Komisi Kepolisian Nasional (Kompolnas) mengungkap fakta-fakta di balik Kanjuruhan Disaster 2. Institusi yang langsung berada di bawah Presiden Joko Widodo ini turut mengawasi investigasi yang dilakukan tim dari Mabes Polri.

Tragedi yang terjadi di Stadion Kanjuruhan, Kabupaten Malang usai laga Arema vs Persebaya Surabaya di Liga 1 2022-2023 Pekan 11, Sabtu (1/10/2022) malam ini menelan banyak korban jiwa. Kompolnas mengupdate, terakhir jumlah korban meninggal sebanyak 131 orang.

Komisioner Kompolnas, Albetus Wahyurudhanto menyebut, Polres Malang sudah ngotot untuk mengajukan perubahan kick off melalui Panpel Arema dari pukul 20.00 WIB menjadi pukul 15.39 WIB. Namun, PT Liga Indonesia Baru menolaknya.

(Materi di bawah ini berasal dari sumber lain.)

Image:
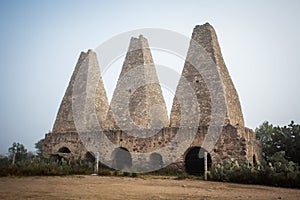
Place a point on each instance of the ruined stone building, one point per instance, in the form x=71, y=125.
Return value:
x=147, y=110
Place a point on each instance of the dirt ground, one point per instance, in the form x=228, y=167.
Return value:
x=99, y=187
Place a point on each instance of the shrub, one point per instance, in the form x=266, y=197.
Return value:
x=286, y=174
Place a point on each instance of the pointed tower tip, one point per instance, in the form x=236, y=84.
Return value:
x=207, y=25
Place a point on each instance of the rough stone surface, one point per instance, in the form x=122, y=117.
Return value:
x=205, y=36
x=235, y=141
x=137, y=100
x=64, y=121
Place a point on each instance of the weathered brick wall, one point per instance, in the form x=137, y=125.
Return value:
x=235, y=141
x=139, y=85
x=203, y=53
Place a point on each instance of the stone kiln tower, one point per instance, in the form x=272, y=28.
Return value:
x=138, y=99
x=205, y=37
x=138, y=104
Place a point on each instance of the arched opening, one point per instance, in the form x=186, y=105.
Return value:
x=156, y=161
x=64, y=150
x=90, y=157
x=121, y=159
x=254, y=160
x=194, y=163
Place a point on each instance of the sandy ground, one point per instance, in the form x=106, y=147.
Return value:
x=97, y=187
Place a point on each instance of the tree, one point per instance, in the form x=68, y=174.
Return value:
x=264, y=134
x=285, y=140
x=39, y=146
x=17, y=152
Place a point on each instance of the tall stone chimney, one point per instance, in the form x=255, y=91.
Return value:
x=137, y=101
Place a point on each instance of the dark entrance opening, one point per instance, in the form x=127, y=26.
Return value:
x=156, y=161
x=64, y=150
x=90, y=157
x=121, y=159
x=194, y=164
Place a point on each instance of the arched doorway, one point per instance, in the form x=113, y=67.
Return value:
x=156, y=161
x=64, y=150
x=194, y=164
x=121, y=159
x=90, y=157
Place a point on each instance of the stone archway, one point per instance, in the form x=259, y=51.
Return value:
x=193, y=163
x=156, y=161
x=121, y=159
x=64, y=150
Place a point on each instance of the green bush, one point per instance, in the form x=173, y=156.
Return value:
x=44, y=167
x=285, y=174
x=104, y=172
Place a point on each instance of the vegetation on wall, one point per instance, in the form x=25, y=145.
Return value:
x=280, y=165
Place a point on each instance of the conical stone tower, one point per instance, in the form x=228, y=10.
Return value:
x=209, y=55
x=64, y=121
x=137, y=101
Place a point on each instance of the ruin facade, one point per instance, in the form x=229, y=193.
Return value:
x=147, y=110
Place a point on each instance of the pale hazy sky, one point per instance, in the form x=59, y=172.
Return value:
x=41, y=41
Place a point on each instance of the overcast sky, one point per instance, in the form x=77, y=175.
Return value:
x=41, y=41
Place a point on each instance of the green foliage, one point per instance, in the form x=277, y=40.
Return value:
x=39, y=146
x=104, y=172
x=286, y=174
x=182, y=176
x=44, y=167
x=17, y=152
x=126, y=173
x=284, y=139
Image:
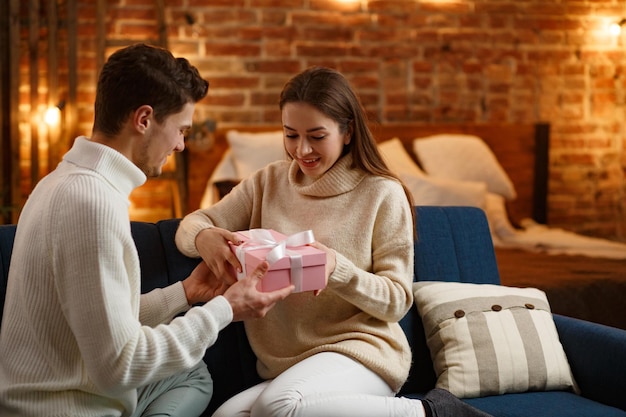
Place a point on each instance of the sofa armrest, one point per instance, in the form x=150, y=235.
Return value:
x=597, y=356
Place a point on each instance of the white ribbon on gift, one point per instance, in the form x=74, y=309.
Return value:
x=263, y=238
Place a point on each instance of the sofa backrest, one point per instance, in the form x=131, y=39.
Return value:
x=7, y=236
x=452, y=244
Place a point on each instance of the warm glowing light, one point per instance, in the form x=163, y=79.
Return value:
x=52, y=116
x=615, y=29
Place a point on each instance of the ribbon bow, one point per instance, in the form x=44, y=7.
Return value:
x=263, y=238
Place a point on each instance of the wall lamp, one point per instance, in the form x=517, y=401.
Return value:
x=616, y=28
x=52, y=117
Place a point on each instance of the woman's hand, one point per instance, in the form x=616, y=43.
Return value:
x=331, y=261
x=212, y=244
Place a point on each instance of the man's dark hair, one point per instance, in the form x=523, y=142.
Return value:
x=144, y=75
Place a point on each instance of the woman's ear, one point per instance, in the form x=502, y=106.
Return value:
x=349, y=132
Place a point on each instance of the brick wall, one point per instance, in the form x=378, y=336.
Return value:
x=417, y=60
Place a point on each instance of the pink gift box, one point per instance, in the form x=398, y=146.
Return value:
x=302, y=265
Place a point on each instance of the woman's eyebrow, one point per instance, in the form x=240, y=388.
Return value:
x=313, y=129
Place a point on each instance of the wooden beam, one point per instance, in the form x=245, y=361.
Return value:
x=54, y=153
x=33, y=65
x=71, y=112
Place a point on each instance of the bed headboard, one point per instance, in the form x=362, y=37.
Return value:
x=521, y=149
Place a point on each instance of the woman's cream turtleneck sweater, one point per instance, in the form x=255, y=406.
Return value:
x=367, y=220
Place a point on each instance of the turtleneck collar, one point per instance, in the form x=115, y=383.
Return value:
x=340, y=178
x=112, y=165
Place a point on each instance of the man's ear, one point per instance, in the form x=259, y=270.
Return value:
x=142, y=117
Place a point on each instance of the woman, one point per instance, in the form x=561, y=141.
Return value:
x=341, y=351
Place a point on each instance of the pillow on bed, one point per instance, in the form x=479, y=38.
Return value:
x=463, y=157
x=251, y=151
x=428, y=191
x=398, y=159
x=490, y=339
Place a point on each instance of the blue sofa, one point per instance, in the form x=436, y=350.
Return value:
x=453, y=244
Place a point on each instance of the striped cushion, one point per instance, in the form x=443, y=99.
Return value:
x=490, y=339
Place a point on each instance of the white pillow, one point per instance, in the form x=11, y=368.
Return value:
x=498, y=218
x=398, y=159
x=463, y=157
x=427, y=191
x=252, y=151
x=490, y=339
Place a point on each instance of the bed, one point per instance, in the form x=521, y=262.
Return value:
x=502, y=168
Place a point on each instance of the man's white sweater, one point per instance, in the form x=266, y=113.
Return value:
x=77, y=337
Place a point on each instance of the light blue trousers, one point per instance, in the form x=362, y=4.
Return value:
x=186, y=394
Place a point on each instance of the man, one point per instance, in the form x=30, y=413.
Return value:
x=77, y=337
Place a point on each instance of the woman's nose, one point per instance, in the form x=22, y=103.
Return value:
x=304, y=147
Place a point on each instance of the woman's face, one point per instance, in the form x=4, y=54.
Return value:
x=312, y=139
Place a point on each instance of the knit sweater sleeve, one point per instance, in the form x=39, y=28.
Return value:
x=383, y=289
x=162, y=304
x=97, y=276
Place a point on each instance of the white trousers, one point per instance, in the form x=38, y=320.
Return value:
x=324, y=385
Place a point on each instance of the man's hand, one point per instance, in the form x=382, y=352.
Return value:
x=247, y=302
x=212, y=244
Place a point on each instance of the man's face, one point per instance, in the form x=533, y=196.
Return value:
x=162, y=139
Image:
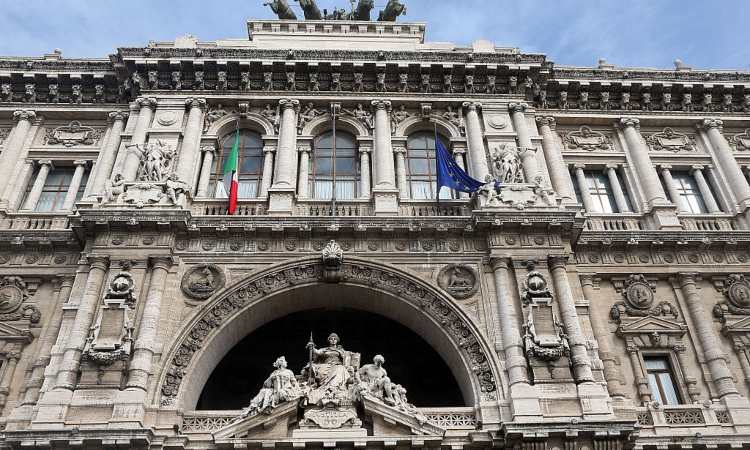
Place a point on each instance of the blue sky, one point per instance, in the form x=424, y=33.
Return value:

“Ada Surat di sini tanggal 13 September 2022. Sudah dianalisis bahwa laga ini punya risiko sangat tinggi. Ternyata surat ini tidak direspons. Balasan pada 19 September dari PT LIB meminta jadwal sesuai jadwal pukul 20.00 WIB, karena ada kontrak dengan pemegang hak siar televisi,” kata Albetus.

Fakta Pintu Tribune Terkunci dan Gas Air Mata yang Memicu Kanjuruhan Disaster 2 Banyak Korban

Albetus juga membeberkan fakta tentang pintu tribune yang terkunci saat tragedi terjadi. Temuan fakta tentang tembakan gas air mata juga diungkapkannya.

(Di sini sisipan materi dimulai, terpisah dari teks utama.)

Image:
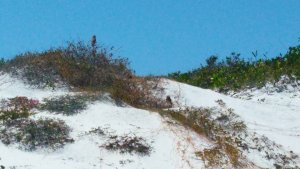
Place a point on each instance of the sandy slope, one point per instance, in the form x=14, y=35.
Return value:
x=173, y=145
x=279, y=122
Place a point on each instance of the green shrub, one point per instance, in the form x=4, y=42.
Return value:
x=234, y=73
x=78, y=64
x=67, y=105
x=15, y=108
x=85, y=67
x=32, y=134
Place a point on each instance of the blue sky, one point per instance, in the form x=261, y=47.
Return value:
x=158, y=37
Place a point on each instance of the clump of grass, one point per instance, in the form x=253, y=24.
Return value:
x=32, y=134
x=128, y=144
x=213, y=157
x=67, y=105
x=221, y=127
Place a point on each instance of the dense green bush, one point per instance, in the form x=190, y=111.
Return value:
x=235, y=73
x=32, y=134
x=85, y=67
x=78, y=64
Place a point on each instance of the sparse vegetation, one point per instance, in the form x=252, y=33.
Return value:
x=235, y=73
x=221, y=127
x=128, y=144
x=67, y=105
x=15, y=108
x=32, y=134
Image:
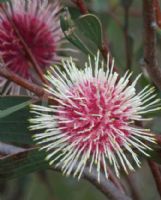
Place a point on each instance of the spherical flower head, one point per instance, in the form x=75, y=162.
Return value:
x=93, y=121
x=38, y=24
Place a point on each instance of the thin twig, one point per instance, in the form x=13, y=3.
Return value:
x=105, y=185
x=156, y=174
x=81, y=5
x=37, y=90
x=150, y=43
x=127, y=38
x=133, y=187
x=115, y=180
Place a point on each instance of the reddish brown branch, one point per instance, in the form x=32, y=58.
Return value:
x=81, y=5
x=156, y=174
x=127, y=38
x=115, y=180
x=26, y=48
x=150, y=43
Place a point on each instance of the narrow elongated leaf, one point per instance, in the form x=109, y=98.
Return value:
x=14, y=127
x=22, y=163
x=11, y=110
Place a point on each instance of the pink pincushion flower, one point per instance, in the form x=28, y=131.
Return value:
x=38, y=24
x=94, y=119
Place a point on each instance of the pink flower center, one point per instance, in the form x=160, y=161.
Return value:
x=92, y=116
x=37, y=36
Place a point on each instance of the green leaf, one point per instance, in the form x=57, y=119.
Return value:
x=14, y=127
x=11, y=110
x=22, y=163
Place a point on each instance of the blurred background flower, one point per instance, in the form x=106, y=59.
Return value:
x=30, y=35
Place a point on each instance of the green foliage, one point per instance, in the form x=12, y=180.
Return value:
x=22, y=163
x=14, y=126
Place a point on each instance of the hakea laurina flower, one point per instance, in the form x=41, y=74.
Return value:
x=93, y=121
x=38, y=24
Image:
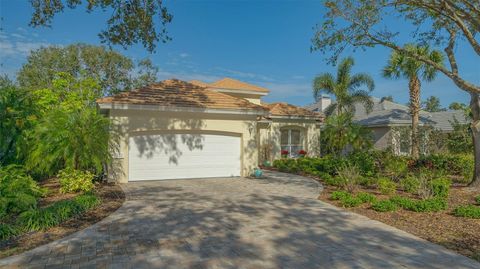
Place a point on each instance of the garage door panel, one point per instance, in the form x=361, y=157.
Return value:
x=210, y=156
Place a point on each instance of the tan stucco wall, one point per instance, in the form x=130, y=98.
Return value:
x=381, y=137
x=137, y=122
x=269, y=136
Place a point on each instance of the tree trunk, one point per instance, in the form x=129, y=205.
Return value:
x=475, y=106
x=414, y=85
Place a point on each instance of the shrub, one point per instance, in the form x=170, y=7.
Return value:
x=427, y=205
x=440, y=187
x=366, y=197
x=44, y=218
x=430, y=205
x=18, y=191
x=350, y=201
x=468, y=211
x=72, y=180
x=365, y=161
x=384, y=206
x=448, y=164
x=368, y=182
x=410, y=184
x=286, y=165
x=7, y=231
x=64, y=210
x=87, y=201
x=387, y=186
x=350, y=177
x=395, y=167
x=37, y=219
x=403, y=202
x=338, y=195
x=424, y=186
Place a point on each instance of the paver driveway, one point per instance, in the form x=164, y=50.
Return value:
x=236, y=223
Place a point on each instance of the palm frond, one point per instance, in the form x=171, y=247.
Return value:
x=394, y=67
x=360, y=79
x=323, y=83
x=330, y=110
x=429, y=73
x=363, y=98
x=344, y=70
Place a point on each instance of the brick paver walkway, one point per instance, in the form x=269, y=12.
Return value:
x=236, y=223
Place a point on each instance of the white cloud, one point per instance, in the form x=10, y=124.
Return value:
x=247, y=75
x=284, y=91
x=15, y=45
x=186, y=76
x=19, y=48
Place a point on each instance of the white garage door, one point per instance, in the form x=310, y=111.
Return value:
x=170, y=156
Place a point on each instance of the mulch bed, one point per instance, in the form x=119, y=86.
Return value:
x=455, y=233
x=458, y=234
x=112, y=198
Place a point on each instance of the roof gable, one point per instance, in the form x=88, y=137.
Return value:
x=177, y=93
x=284, y=109
x=233, y=84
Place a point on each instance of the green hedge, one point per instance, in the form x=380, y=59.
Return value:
x=18, y=191
x=346, y=199
x=382, y=163
x=468, y=211
x=426, y=205
x=43, y=218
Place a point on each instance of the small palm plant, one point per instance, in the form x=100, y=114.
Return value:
x=399, y=66
x=346, y=88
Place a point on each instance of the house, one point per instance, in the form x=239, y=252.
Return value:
x=386, y=116
x=177, y=129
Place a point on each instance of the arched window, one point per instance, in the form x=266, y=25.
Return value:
x=291, y=141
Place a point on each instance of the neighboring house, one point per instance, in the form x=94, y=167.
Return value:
x=387, y=115
x=177, y=129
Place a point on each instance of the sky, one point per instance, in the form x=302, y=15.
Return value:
x=265, y=42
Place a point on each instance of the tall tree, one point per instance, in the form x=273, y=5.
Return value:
x=432, y=104
x=401, y=65
x=367, y=24
x=346, y=88
x=387, y=98
x=114, y=71
x=131, y=21
x=17, y=114
x=457, y=106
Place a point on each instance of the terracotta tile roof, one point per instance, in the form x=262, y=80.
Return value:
x=177, y=93
x=233, y=84
x=199, y=83
x=284, y=109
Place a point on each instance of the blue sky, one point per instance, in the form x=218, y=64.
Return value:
x=261, y=42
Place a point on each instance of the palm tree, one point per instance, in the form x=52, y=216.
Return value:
x=346, y=89
x=399, y=66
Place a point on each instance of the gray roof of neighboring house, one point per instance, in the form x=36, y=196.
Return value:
x=386, y=113
x=444, y=119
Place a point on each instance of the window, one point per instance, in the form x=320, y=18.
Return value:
x=291, y=141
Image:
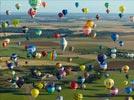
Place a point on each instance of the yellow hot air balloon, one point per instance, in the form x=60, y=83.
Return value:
x=90, y=23
x=125, y=68
x=35, y=93
x=122, y=8
x=82, y=67
x=109, y=83
x=39, y=85
x=85, y=10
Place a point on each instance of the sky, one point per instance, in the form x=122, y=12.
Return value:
x=55, y=6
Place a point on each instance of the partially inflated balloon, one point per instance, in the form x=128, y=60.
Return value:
x=85, y=10
x=35, y=93
x=38, y=32
x=65, y=11
x=34, y=3
x=32, y=12
x=17, y=6
x=63, y=43
x=109, y=83
x=15, y=22
x=76, y=4
x=106, y=4
x=122, y=8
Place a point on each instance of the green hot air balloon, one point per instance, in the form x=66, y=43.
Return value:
x=34, y=3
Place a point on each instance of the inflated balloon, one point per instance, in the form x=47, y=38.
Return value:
x=114, y=91
x=101, y=58
x=32, y=12
x=15, y=22
x=87, y=30
x=52, y=55
x=4, y=25
x=114, y=37
x=122, y=8
x=38, y=32
x=60, y=15
x=120, y=15
x=65, y=12
x=74, y=85
x=103, y=65
x=106, y=4
x=109, y=83
x=85, y=10
x=82, y=67
x=39, y=85
x=35, y=3
x=56, y=35
x=44, y=4
x=76, y=4
x=121, y=43
x=128, y=90
x=50, y=89
x=25, y=29
x=17, y=6
x=63, y=43
x=35, y=93
x=125, y=68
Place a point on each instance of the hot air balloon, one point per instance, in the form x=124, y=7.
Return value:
x=52, y=55
x=114, y=37
x=35, y=93
x=63, y=43
x=82, y=67
x=7, y=12
x=74, y=85
x=76, y=4
x=60, y=15
x=65, y=12
x=32, y=12
x=15, y=22
x=107, y=5
x=85, y=10
x=4, y=25
x=35, y=3
x=125, y=68
x=87, y=30
x=17, y=6
x=38, y=32
x=122, y=8
x=44, y=4
x=109, y=83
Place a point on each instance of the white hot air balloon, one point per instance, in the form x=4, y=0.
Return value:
x=63, y=43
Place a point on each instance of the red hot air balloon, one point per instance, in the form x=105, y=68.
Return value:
x=74, y=85
x=32, y=12
x=44, y=4
x=60, y=15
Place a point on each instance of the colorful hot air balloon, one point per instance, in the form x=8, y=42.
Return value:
x=60, y=15
x=65, y=12
x=44, y=4
x=63, y=43
x=35, y=3
x=76, y=4
x=35, y=93
x=109, y=83
x=114, y=37
x=17, y=6
x=85, y=10
x=15, y=22
x=32, y=12
x=122, y=8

Menurutnya, dari hasil investigasi, Polisi tidak memberikan instruksi untuk menutup pintu tribune. Seharusnya, 15 menit sebelum laga berakhir, pintu itu dibuka.

“Tidak ada pula perintah Kapolres Malang atas pelepasan gas air mata. Itu disampaikan sejak lima jam sebelum kick off,” imbuhnya.

Pihak kepolisian juga sudah menyiapkan kendaraan baracuda untuk antisipasi kejadian setelah pertandingan. Kendaraan tersebut difungsikan untuk membawa pemain tim lawan agar keluar aman, meski tidak wajar di sepak bola dunia.

“Tapi, baracuda sulit keluar karena banyak massa suporter, seiring massa juga banyak di dalam stdion. Gas air mata menjadi pemicu atas kepanikan suporter. Kami melihat sesuai on the track, sesuai objektif,” sambungnya.

Jumlah Pengamanan Sudah Ideal

Albetus menyebut, jumlah pengamanan sudah ideal dalam laga tersebut. Setidaknya ada 2.000 personel, 600 dari kota. 1.600 adalah bantuan personel dari brimob, dan TNI yang sudah berlatih secara internal.

“Ketika jeda laga, masih ada penonton pakai tiket gelang di luar. Secara logika mereka bisa masuk, tapi penonton di dalam sudah penuh. Ini menjadi perhatian bagi kami, polisi tidak bisa salah sepenuhnya. Ada Panpel juga,” sambungnya.

“Kapasutas stadion juga, seharusnya Kanjuruhan full 38 ribu, tapi tiket lebih dari itu. Gas air mata terjadi pada akhir laga.”